What happens when the AI is wrong? Understanding the cost of an incorrect recommendation tells you how much human oversight the workflow requires and what the fallback behavior needs to be.
18.2 Validating Data Availability in Discovery
Data availability should be validated during discovery, not after. The discovery data check:
For each data source that the AI would require:
- Does it exist? (Talk to the data team, not just the business user)
- Is it accessible? (API, database connection, file export, or does it require a new integration?)
- Is it of sufficient quality? (Ask the data team about known quality issues, not just the business user)
- Is it governable for this use? (Consult with legal or compliance if personal data is involved)
A data source that fails any of these checks is a feasibility risk that must be resolved or descoped before moving to implementation.
18.3 Prototype Techniques for AI Discovery
Building a full AI model during discovery is premature.

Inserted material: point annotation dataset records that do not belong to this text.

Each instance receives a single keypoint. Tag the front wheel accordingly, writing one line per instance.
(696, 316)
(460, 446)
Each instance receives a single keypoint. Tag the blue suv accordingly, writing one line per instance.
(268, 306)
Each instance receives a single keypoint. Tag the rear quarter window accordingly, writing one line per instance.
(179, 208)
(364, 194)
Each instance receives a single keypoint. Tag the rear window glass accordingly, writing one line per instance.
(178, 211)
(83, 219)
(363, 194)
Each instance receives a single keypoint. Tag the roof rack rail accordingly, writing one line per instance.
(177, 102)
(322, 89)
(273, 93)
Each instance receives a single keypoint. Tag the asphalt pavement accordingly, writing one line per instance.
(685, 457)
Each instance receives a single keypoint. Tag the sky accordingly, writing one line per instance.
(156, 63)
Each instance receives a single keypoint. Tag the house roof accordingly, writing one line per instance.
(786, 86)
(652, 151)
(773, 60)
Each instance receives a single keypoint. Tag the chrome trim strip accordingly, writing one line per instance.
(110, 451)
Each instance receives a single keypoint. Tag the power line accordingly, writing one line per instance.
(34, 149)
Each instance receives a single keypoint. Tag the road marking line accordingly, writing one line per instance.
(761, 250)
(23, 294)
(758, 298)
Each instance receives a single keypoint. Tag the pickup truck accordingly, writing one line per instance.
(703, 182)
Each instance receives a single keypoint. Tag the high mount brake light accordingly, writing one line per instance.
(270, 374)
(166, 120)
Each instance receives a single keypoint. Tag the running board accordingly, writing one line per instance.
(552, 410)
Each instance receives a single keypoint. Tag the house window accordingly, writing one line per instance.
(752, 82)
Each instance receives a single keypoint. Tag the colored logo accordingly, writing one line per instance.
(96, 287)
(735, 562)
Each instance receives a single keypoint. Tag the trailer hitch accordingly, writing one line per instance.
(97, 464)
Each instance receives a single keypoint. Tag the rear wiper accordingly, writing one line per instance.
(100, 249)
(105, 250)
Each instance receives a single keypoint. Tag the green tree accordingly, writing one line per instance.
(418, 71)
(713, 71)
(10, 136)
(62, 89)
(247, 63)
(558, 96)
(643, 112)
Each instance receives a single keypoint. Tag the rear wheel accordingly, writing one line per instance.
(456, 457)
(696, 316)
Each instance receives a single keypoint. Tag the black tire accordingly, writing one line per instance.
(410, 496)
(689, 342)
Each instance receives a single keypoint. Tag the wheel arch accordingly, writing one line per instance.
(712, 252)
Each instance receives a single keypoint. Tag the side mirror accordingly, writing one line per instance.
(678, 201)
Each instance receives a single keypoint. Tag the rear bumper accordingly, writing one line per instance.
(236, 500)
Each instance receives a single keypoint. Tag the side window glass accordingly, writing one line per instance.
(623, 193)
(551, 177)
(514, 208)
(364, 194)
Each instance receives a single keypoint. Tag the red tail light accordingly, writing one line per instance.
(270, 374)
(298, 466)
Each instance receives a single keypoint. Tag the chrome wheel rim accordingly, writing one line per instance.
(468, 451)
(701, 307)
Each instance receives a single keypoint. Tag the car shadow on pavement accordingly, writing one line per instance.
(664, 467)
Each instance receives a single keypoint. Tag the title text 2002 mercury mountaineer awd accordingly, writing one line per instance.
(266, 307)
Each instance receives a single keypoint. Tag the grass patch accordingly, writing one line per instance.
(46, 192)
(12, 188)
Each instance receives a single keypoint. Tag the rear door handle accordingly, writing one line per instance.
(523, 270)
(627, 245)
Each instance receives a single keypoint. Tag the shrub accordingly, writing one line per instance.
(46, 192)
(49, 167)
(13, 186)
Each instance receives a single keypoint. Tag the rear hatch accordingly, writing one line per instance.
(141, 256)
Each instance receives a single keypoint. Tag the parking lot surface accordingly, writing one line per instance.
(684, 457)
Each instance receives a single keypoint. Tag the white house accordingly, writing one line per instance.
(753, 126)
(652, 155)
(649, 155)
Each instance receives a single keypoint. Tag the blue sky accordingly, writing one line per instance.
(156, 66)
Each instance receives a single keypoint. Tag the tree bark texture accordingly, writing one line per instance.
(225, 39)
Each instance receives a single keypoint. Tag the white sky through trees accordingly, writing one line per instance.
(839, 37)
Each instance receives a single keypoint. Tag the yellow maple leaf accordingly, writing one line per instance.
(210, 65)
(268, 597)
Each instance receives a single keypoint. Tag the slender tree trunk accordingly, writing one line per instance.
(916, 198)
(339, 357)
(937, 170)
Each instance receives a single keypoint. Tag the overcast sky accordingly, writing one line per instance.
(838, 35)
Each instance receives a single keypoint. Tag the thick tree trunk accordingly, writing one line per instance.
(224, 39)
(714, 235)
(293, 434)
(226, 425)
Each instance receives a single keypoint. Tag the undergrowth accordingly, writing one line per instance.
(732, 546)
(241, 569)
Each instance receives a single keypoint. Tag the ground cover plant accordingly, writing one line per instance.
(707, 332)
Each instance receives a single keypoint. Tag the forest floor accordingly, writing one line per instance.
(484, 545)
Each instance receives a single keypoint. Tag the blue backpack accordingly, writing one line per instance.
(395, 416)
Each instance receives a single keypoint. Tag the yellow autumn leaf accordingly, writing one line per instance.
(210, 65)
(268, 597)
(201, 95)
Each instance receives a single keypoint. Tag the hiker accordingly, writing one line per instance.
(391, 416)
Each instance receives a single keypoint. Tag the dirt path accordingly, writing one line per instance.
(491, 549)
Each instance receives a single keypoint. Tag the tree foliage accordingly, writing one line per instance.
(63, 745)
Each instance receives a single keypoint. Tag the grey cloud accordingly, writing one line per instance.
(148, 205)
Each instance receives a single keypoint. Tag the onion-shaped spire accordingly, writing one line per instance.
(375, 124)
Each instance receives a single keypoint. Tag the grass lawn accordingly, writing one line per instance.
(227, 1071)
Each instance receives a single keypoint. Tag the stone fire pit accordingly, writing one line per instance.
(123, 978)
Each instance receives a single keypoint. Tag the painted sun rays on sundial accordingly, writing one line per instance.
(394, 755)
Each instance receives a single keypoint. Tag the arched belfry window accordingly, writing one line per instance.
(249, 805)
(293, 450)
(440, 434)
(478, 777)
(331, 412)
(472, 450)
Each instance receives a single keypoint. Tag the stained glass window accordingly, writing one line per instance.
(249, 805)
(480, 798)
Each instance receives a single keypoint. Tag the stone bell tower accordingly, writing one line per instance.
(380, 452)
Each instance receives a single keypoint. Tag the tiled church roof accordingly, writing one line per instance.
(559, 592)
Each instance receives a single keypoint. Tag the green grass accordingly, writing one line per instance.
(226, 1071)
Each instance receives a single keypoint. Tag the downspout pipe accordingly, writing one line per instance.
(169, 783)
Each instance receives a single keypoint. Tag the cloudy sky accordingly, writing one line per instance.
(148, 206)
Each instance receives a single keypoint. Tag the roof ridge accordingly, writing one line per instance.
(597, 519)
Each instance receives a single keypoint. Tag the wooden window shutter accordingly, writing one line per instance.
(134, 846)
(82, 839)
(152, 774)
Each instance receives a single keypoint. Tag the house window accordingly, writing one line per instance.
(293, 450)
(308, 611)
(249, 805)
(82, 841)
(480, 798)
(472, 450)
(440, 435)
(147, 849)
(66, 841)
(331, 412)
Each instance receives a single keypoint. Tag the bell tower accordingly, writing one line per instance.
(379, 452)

The prototype techniques that validate AI fit without the model:
Wizard of Oz testing: A human plays the role of the AI, reviewing inputs and producing outputs in real time, while the user interface makes it appear that an AI is responding. This tests whether users would act on AI output in the proposed format without requiring a working model.
Output format testing: Show users examples of the format in which AI output would be presented — a confidence score, a ranked list, a highlighted document section, a suggested action — and observe their reactions. Does the format fit the workflow? Does the confidence representation make sense?
Baseline measurement: Before building any AI, measure the current state of the process the AI would augment. Document average handling time, error rate, volume, and user satisfaction. The baseline is what the AI's performance will be compared against — and it is often more illuminating about the opportunity than any user interview.
18.4 Discovery Artifacts for AI Scoping
The artifacts that come out of AI discovery and feed directly into scoping:
Problem statement: The specific user problem, stated in terms of what is slow, error-prone, or missing.
Data inventory: The data sources required, with their accessibility, quality, and governance status.
Output specification: What the AI output looks like, where it appears in the user workflow, and the confidence threshold required for adoption.
Baseline measurement: Current state metrics that define what success would mean.
Feasibility assessment: A statement of the data risks, integration risks, and accuracy risks that must be resolved before the feature can be committed to the roadmap.
These artifacts are not the product specification. They are the evidence base for the decision about whether to proceed to specification. That decision — which is the "is this worth building?" question from Chapter 17 — should be made explicitly, with these artifacts as inputs, before scoping begins.